Variation in fasting glucose concentration (FPG) is important for human health. In the normal range FPG is associated with risk of type 2 diabetes and ischaemic heart disease independently of obesity. In pregnancy maternal FPG concentration is an important independent determinant of birth weight in non-diabetic mothers. There is evidence that the regulation of FPG has a strong genetic component.

The main regulator of FPG concentration is the enzyme glucokinase. Our preliminary data shows that common variants in the promoter region of the glucokinase gene are associated with FPG and fetal growth. The minor allele at GCK-30, present in 30% of the UK population raises FPG by0.06 mmol/l (0.04-0.11), p = 0.003; and, when present in the mother, birth weight by 64g (25-102), p = 0.001. We have next shown that variation, further upstream (rs3757840) of the gene, and with no obvious functional role, has a similar, but independent effect on FPG.

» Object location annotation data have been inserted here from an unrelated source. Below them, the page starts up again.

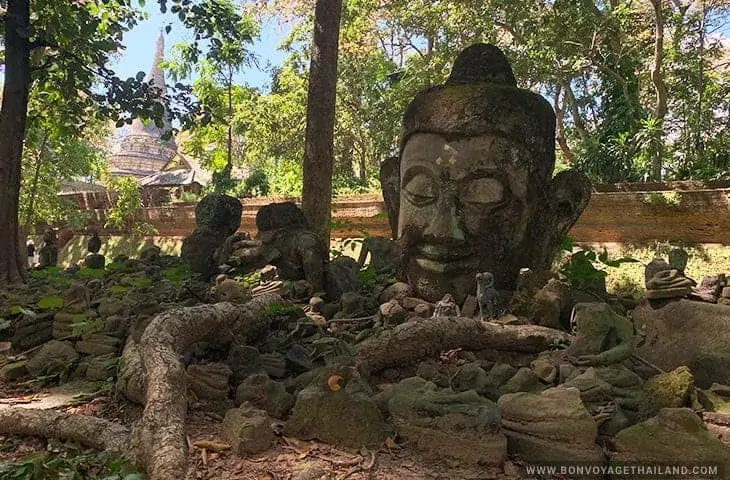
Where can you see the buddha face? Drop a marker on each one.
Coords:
(465, 205)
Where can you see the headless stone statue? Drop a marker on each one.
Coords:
(48, 254)
(472, 188)
(487, 296)
(94, 259)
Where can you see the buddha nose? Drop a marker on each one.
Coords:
(445, 223)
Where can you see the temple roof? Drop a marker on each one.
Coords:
(143, 152)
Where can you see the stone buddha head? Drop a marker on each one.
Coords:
(472, 188)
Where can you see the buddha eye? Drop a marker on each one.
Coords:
(421, 189)
(482, 191)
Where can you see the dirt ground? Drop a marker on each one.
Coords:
(290, 459)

In this project we propose to test comprehensively the hypothesis that common genetic variation in GCK alters FPG and birth weight. We will use the latest approaches for capturing the important variation across a gene together with DNA resources from 28,799 mother-child pairs. This approach will establish, if our hypothesis is true, a definitive genetic component to the aetiology of normal variation in FPG and birth weight.